The lawn service wasn’t useless. It just didn’t do bird-baths. “Clayton Hall just called,” Zhondra said. “He wants to bring Gregor Demarkian up here to see us.”
“He does? When?”
“Now.”
Alice look nonplussed. “For Christ’s sake, Zhondra,” she said. “My hair’s a mess. My clothes are a mess. I smell like a stagnant pond. Do you mean right now now?”
“As soon as they can get up here from town, Alice, yes. Clayton said something about wanting to go over some paperwork with Demarkian and we shouldn’t expect them for about forty-five minutes, but that’s the upshot of it. I don’t think they’re going to care about what you look like.”
“I care about what I look like. Are you glad he’s coming? Gregor Demarkian? When I saw the piece in the Bellerton Times, I didn’t know what to think.”
“I think it would be a good idea if we got all this cleared up. Fast.”
“I agree.”
Zhondra shook her head. “I don’t think you realize. I’ve been coming here since I was two years old, and I know this place. Half the people in town probably think that Ginny Marsh is telling the God’s honest truth, and we’re holding Black Masses up here and worshipping the Devil.”
“I know that.”
“Yes, Alice, you know that, but you don’t know what it means. Down there there’s somebody—Henry Holborn or somebody else—planning something right this minute. I don’t know what, and I don’t know when, but it’s coming. And when it does, there’s going to be real trouble.”
“I don’t mean to get you pissed off or anything,” Alice said, “but I think you underestimate the people in Bellerton. In spite of the newspaper snipes and a few people like Henry Holborn, they’ve mostly been very nice, at least to me. They don’t seem like the kind of people who would, I don’t know, dress up in hoods or whatever you’re suggesting.”
“Not in hoods.”
“What is it, then? There really isn’t anything they can do to us, Zhondra. You own this place.
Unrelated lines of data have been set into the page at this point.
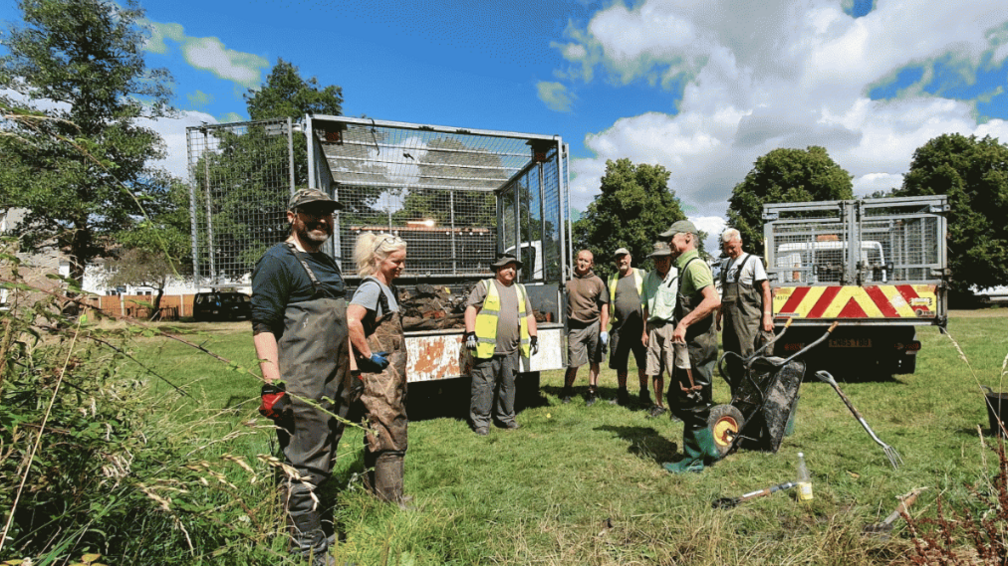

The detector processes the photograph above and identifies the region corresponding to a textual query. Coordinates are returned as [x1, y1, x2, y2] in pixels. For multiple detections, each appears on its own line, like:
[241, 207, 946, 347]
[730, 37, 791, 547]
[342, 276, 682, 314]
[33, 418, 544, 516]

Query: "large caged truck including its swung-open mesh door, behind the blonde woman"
[186, 115, 572, 391]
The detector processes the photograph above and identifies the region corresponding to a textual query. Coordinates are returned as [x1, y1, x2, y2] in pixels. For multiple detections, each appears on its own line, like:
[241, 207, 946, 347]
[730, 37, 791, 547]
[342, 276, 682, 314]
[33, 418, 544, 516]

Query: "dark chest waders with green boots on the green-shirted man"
[664, 258, 721, 473]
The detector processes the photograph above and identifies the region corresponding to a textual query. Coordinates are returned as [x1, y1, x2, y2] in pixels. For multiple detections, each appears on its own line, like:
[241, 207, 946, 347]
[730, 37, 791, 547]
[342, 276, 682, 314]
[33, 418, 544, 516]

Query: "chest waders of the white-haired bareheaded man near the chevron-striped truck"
[721, 254, 763, 396]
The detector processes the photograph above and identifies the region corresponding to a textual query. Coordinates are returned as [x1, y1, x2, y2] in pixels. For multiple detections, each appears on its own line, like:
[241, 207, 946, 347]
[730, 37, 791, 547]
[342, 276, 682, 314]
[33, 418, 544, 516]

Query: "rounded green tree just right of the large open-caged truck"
[574, 159, 685, 276]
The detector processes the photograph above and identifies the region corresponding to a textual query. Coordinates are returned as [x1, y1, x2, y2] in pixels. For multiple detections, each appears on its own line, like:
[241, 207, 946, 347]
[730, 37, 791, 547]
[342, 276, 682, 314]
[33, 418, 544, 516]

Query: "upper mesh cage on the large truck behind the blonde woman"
[312, 117, 566, 282]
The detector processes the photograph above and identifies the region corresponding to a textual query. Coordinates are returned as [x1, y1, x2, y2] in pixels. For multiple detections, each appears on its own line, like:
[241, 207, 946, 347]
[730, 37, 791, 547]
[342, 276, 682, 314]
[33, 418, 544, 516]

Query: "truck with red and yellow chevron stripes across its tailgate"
[763, 195, 950, 375]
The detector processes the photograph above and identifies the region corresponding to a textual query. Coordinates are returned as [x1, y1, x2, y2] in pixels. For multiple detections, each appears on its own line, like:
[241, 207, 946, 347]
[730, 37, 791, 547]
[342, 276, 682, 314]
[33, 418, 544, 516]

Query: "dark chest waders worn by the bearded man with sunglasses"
[277, 243, 351, 565]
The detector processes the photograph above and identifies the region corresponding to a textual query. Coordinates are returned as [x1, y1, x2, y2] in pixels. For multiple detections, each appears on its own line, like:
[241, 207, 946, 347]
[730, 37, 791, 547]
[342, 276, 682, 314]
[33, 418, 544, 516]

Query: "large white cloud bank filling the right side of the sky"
[554, 0, 1008, 218]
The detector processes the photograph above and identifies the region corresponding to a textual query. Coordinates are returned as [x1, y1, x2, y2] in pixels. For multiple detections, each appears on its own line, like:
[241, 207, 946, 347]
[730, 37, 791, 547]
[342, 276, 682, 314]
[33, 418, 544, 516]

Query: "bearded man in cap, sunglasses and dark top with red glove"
[252, 188, 352, 566]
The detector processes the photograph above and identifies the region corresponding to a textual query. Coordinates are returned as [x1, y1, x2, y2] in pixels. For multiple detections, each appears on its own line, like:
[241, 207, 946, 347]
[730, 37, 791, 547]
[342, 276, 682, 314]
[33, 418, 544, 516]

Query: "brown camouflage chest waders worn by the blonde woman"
[361, 278, 408, 504]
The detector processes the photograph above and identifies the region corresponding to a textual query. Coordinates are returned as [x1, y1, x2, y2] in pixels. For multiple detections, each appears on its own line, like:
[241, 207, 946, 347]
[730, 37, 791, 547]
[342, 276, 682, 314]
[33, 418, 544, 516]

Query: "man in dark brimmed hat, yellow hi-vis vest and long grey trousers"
[464, 254, 539, 436]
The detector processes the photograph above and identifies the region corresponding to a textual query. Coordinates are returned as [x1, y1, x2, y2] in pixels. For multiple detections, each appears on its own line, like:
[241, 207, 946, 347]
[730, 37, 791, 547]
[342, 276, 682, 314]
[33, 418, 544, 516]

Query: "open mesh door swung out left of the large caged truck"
[185, 119, 294, 287]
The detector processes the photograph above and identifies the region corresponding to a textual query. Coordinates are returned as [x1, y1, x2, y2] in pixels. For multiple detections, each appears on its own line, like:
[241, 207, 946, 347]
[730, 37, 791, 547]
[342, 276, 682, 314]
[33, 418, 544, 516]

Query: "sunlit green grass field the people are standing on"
[128, 309, 1008, 565]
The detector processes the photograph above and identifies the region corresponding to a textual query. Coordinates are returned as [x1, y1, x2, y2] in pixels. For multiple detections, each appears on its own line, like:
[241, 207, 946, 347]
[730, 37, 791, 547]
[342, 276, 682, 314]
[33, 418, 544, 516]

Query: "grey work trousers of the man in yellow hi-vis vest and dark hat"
[469, 350, 519, 428]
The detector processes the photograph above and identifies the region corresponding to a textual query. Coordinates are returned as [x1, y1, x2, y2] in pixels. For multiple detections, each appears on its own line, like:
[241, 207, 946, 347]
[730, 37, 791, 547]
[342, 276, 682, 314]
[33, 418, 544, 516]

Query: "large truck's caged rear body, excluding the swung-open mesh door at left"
[305, 116, 571, 390]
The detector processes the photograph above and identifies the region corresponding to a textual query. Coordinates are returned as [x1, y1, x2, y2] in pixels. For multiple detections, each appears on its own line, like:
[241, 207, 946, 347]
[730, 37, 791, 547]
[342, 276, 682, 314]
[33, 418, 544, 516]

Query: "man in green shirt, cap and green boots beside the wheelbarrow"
[660, 221, 721, 473]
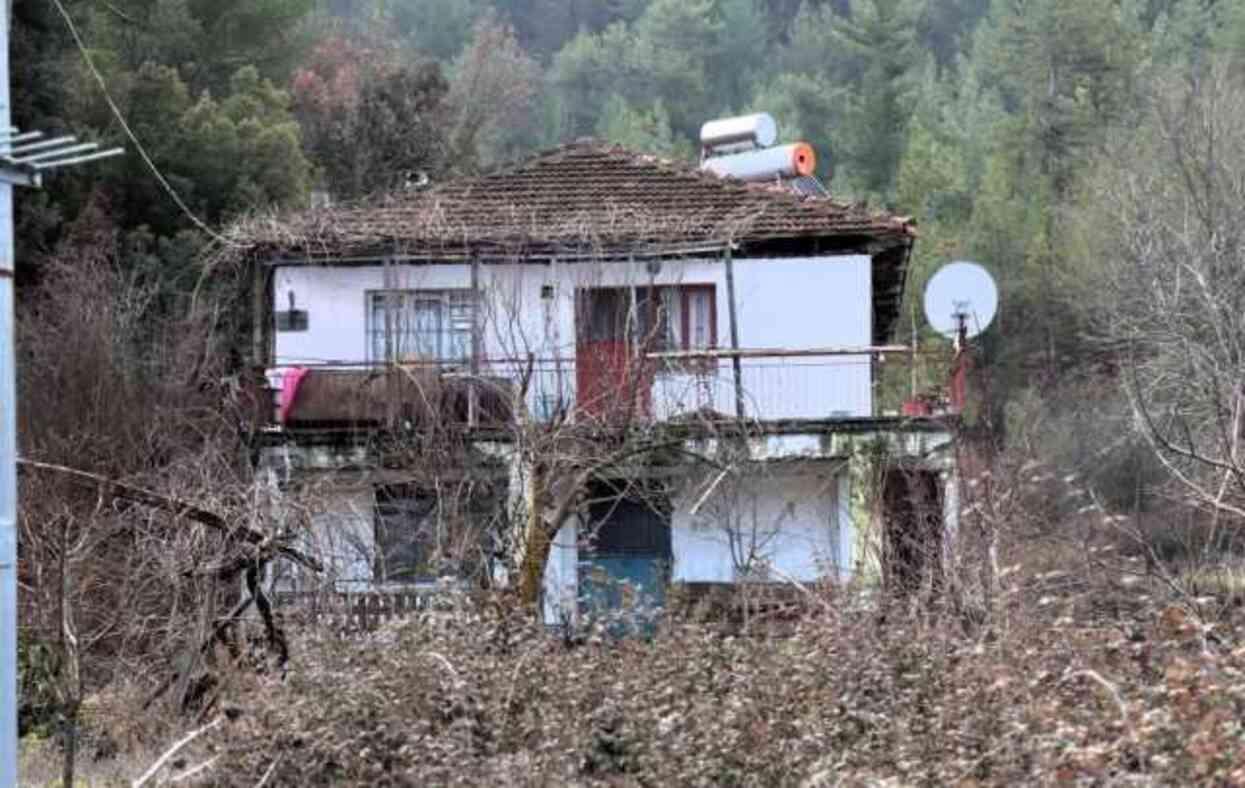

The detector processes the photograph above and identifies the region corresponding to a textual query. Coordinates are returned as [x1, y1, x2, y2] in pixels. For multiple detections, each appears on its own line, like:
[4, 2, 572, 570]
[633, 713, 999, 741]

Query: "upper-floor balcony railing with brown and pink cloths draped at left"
[260, 347, 936, 428]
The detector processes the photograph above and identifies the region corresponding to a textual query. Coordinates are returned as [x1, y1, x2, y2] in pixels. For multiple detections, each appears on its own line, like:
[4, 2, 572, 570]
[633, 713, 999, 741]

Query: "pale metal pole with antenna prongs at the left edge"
[0, 0, 125, 788]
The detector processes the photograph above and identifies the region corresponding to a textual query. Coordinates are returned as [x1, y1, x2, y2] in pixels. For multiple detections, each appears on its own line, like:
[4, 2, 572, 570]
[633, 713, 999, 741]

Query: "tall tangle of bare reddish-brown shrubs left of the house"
[19, 207, 271, 776]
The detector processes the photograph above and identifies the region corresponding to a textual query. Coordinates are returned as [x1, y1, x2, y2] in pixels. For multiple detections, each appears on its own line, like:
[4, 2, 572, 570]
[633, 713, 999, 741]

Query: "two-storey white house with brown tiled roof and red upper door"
[235, 141, 956, 620]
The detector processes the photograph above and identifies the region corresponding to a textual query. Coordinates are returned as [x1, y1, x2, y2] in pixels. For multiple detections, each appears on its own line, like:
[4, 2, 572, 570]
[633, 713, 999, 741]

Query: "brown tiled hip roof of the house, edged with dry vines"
[224, 141, 914, 259]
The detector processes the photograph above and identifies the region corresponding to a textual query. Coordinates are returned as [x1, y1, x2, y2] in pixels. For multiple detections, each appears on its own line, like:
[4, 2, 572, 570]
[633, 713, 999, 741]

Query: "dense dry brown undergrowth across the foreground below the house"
[155, 575, 1245, 786]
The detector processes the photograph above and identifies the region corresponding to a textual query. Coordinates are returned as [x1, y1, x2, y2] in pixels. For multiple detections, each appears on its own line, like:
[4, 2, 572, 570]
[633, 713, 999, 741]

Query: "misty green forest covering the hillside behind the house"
[12, 0, 1245, 515]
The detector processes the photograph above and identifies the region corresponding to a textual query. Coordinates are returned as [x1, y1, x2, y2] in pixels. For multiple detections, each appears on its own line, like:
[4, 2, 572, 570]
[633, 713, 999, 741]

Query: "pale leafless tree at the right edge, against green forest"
[1072, 63, 1245, 540]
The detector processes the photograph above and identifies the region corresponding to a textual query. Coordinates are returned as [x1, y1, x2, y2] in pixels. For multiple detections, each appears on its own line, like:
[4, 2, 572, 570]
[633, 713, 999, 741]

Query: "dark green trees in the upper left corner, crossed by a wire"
[14, 0, 312, 279]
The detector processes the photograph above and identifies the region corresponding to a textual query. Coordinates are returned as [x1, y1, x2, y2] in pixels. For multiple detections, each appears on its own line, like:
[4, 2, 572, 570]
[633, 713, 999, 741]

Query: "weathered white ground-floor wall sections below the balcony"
[263, 423, 959, 602]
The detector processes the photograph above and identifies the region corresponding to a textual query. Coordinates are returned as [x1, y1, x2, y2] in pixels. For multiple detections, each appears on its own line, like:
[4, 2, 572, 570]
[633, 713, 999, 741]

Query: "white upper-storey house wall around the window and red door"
[273, 255, 873, 420]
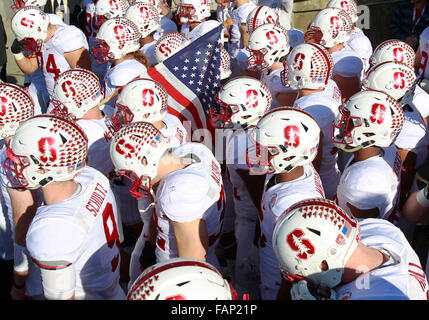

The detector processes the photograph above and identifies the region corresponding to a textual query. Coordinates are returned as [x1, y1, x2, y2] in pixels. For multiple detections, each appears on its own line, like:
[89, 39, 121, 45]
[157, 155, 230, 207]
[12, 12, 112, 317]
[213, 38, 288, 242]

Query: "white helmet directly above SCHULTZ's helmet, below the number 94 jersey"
[51, 68, 104, 119]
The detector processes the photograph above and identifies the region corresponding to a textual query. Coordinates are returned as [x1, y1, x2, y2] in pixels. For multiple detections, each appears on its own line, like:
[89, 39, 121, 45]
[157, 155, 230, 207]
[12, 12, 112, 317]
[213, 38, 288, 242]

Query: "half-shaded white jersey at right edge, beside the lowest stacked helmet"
[395, 104, 429, 168]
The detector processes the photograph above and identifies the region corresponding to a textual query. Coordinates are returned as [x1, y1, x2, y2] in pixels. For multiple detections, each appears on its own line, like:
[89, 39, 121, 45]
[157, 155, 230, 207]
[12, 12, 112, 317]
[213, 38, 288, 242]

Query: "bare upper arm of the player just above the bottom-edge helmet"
[171, 219, 209, 261]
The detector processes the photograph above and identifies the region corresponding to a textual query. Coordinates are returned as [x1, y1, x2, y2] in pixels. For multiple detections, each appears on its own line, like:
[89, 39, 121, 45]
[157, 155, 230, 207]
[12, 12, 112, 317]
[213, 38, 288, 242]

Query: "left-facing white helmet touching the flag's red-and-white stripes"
[112, 79, 168, 130]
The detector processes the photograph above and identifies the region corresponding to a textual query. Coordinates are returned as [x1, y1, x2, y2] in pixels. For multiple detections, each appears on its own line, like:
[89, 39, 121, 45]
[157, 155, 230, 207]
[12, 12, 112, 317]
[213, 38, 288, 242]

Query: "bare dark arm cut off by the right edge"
[401, 185, 429, 223]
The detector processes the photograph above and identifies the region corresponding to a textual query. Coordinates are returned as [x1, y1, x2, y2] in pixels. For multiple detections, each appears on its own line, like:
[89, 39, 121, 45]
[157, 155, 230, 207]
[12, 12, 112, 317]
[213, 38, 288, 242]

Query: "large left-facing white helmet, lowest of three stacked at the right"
[331, 90, 405, 152]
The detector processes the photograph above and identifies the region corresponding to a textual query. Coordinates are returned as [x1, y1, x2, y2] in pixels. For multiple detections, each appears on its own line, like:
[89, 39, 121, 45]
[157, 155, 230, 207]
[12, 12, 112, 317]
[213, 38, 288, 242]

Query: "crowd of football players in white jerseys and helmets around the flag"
[0, 0, 429, 300]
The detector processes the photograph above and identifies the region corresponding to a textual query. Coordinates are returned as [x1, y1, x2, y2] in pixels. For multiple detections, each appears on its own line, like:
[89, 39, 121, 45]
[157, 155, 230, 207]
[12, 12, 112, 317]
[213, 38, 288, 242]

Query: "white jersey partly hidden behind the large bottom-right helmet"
[259, 164, 325, 300]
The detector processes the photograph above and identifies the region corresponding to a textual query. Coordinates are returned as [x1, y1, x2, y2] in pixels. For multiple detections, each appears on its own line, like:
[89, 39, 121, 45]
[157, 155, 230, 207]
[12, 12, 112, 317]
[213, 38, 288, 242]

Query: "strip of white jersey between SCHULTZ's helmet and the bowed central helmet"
[77, 118, 114, 178]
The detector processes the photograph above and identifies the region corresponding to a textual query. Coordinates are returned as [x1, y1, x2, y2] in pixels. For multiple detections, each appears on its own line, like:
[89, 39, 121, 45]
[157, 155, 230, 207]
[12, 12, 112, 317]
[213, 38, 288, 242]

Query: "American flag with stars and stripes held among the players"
[148, 25, 223, 143]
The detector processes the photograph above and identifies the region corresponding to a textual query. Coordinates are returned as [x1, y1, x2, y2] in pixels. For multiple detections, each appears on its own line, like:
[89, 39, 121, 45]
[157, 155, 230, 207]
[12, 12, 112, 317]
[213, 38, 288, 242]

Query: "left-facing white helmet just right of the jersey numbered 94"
[92, 17, 141, 64]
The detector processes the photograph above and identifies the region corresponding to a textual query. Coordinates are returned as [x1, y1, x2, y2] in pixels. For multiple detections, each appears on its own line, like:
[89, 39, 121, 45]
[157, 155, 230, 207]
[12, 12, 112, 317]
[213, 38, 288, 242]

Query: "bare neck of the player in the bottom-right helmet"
[341, 243, 389, 283]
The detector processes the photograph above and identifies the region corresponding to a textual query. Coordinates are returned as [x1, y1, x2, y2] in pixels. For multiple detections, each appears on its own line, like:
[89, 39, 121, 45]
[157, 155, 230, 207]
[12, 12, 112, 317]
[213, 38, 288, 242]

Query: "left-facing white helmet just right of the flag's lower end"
[210, 77, 272, 129]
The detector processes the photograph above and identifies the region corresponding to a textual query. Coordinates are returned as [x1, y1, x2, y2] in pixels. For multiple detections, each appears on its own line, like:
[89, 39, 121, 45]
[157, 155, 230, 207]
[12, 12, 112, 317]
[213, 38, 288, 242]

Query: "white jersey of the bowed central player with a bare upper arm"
[155, 143, 225, 267]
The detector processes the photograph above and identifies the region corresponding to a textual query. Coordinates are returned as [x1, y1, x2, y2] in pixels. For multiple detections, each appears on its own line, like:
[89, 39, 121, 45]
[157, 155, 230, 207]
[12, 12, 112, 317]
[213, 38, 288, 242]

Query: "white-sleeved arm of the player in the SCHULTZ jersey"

They can’t revoke the lease or anything. And they can’t run us out of town, either. Your lawyers are better than their lawyers.”
“There are a lot of things people can do.” Zhondra sounded enigmatic when she didn’t want to. “Where are they all, Dinah and Stelle and Carol?”
“Stelle’s sleeping. Dinah and Carol were in the dining room, last I heard.”
“Get them all together and bring them down here to my study. I want to talk to them before Clayton gets here with Demarkian.”
“You mean you want to prime them?”
“No,” Zhondra said, “I don’t want to prime them. I just want to talk to them. Will you please go and bring them here?”
“Sure.”
Zhondra turned away. It was a warm day, but there was the beginning of cold in it, like an undercurrent. Her grandmother probably walked across this terrace the way she was walking across it now, tall and imperious and just a little angry. Lately, Zhondra had been finding all kinds of connections between that ancient matriarch and herself. Sometimes she thought of the jewelry that had been left to her, passed down from one generation of Meyer women to the next, and wondered what it would be like to walk with it covering her, the heavy round dinner rings and diamond tiaras, the diamond chokers and diamond and ruby breastplates. When nineteenth-century women dressed up to go out, they knew how to dress up.